But the most severe judgment upon Mr. Wadleigh's action came from his own constituents, who, at the close of the forty-fifth congress excused his further presence in the United States Senate, sending in his stead the Hon. Henry W. Blair, a valiant champion of national protection for national citizens.[1]

In April, 1878, Mrs. Williams transferred the Ballot-Box to Mrs. Gage, who removed it to Syracuse, New York, and changed its name to the National Citizen. In her prospectus Mrs. Gage said:

The National Citizen will advocate the principle that suffrage is the citizen's right, and should be protected by national law, and that, while States may regulate the suffrage, they should have no power to abolish it. Its especial object will be to secure national protection to women in the exercise of their right to vote; it will oppose class legislation of whatever form. It will support no political party until one arises which is based upon the exact equality of man and woman.

As the first step towards becoming well is to know you are ill, one of the principal aims of the National Citizen will be to make those women discontented who are now content; to waken them to self-respect and a desire to use the talents they possess; to educate their consciences aright; to quicken their sense of duty; to destroy morbid beliefs, and fit them for their high responsibilities as citizens of a republic.
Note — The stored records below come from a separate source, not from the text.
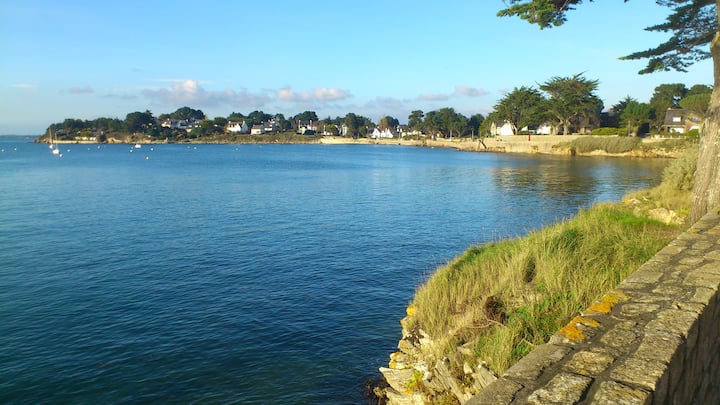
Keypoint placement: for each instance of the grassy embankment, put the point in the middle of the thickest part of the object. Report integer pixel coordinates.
(501, 299)
(623, 145)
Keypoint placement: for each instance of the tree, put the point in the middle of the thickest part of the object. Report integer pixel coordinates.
(388, 122)
(697, 103)
(139, 121)
(415, 120)
(474, 123)
(634, 115)
(571, 98)
(697, 99)
(694, 25)
(187, 113)
(306, 116)
(664, 97)
(521, 107)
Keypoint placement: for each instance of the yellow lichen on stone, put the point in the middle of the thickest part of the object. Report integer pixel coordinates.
(571, 330)
(605, 304)
(586, 321)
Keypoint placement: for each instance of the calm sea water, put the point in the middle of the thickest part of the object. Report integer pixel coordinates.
(245, 274)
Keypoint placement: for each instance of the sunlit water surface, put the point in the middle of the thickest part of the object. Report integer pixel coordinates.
(245, 274)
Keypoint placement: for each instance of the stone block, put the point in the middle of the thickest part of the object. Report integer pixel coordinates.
(659, 345)
(589, 363)
(611, 392)
(703, 279)
(633, 310)
(621, 337)
(501, 392)
(646, 275)
(643, 373)
(564, 388)
(703, 295)
(531, 366)
(673, 320)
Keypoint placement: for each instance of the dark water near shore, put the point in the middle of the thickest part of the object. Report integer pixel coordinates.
(254, 274)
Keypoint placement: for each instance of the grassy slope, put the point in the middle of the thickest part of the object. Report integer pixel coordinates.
(501, 299)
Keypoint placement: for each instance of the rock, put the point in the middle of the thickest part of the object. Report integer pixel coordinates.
(666, 216)
(398, 379)
(397, 398)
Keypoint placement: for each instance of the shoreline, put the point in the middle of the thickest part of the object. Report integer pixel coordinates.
(536, 144)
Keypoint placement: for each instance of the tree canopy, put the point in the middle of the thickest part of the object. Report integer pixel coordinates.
(693, 24)
(524, 106)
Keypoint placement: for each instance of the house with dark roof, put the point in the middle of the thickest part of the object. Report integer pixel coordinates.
(679, 120)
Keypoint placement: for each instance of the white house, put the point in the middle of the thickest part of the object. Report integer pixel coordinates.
(237, 127)
(505, 129)
(257, 130)
(385, 134)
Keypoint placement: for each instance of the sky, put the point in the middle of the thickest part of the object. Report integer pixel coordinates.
(87, 59)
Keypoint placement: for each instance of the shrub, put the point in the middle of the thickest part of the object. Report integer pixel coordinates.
(615, 144)
(606, 131)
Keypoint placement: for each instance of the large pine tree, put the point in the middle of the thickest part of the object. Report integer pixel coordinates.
(693, 25)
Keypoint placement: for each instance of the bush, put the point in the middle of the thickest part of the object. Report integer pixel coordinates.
(607, 131)
(589, 144)
(693, 135)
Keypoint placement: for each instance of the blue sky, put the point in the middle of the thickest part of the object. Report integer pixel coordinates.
(90, 59)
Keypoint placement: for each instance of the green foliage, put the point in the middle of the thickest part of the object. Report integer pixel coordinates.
(524, 106)
(692, 22)
(680, 174)
(587, 144)
(608, 131)
(693, 135)
(697, 103)
(504, 298)
(571, 98)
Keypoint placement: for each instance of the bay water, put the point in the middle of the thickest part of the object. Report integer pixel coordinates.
(251, 274)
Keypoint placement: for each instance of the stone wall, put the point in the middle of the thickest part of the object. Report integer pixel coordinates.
(655, 339)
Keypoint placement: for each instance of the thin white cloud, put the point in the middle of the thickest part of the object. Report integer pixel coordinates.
(330, 94)
(321, 95)
(24, 86)
(81, 90)
(470, 91)
(433, 97)
(190, 93)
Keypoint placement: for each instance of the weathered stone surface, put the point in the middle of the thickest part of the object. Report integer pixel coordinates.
(654, 339)
(530, 366)
(483, 377)
(496, 394)
(659, 345)
(673, 320)
(639, 372)
(645, 275)
(611, 392)
(621, 337)
(703, 279)
(398, 379)
(703, 295)
(589, 363)
(397, 398)
(631, 310)
(564, 388)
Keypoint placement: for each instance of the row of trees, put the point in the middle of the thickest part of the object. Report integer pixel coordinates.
(565, 103)
(693, 31)
(570, 104)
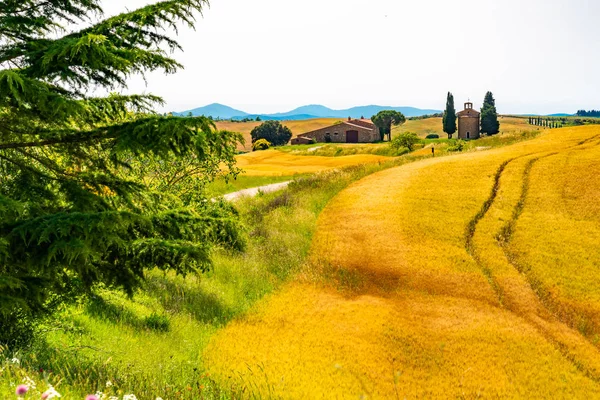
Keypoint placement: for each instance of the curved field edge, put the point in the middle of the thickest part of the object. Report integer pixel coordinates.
(151, 345)
(382, 325)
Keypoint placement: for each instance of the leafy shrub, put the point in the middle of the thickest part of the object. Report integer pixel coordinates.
(158, 323)
(261, 144)
(459, 145)
(273, 132)
(406, 139)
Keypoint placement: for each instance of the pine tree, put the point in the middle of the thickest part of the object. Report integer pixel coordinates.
(489, 116)
(384, 121)
(82, 198)
(449, 118)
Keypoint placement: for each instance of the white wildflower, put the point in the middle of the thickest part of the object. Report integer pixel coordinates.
(51, 393)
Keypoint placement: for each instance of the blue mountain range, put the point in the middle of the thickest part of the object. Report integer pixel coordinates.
(221, 111)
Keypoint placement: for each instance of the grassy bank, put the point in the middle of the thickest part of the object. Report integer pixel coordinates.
(151, 345)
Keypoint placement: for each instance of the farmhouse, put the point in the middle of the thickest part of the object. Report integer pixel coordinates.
(468, 123)
(351, 131)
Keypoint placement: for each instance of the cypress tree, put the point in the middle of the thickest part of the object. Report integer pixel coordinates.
(449, 118)
(489, 116)
(82, 201)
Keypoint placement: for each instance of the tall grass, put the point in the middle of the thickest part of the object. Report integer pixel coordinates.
(151, 345)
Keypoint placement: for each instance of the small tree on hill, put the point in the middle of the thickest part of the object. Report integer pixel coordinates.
(489, 116)
(273, 132)
(405, 139)
(449, 118)
(384, 121)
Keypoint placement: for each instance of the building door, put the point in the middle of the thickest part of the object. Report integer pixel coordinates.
(351, 136)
The National Citizen has no faith in that old theory that "a woman once lost is lost forever," neither does it believe in the assertion that "a woman who sins, sinks to depths of wickedness lower than man can reach." On the contrary it believes there is a future for the most abandoned, if only the kindly hand of love and sympathy be extended to rescue them from the degradation into which they have fallen. The National Citizen will endeavor to keep its readers informed of the progress of women in foreign countries, and will, as far as possible, revolutionize this country, striving to make it live up to its own fundamental principles and become in reality what it is but in name—a genuine republic.

———

  1. Senator Blair has just been elected (June, 1885) to a second term, thus insuring his services to our cause in the Senate for another six years.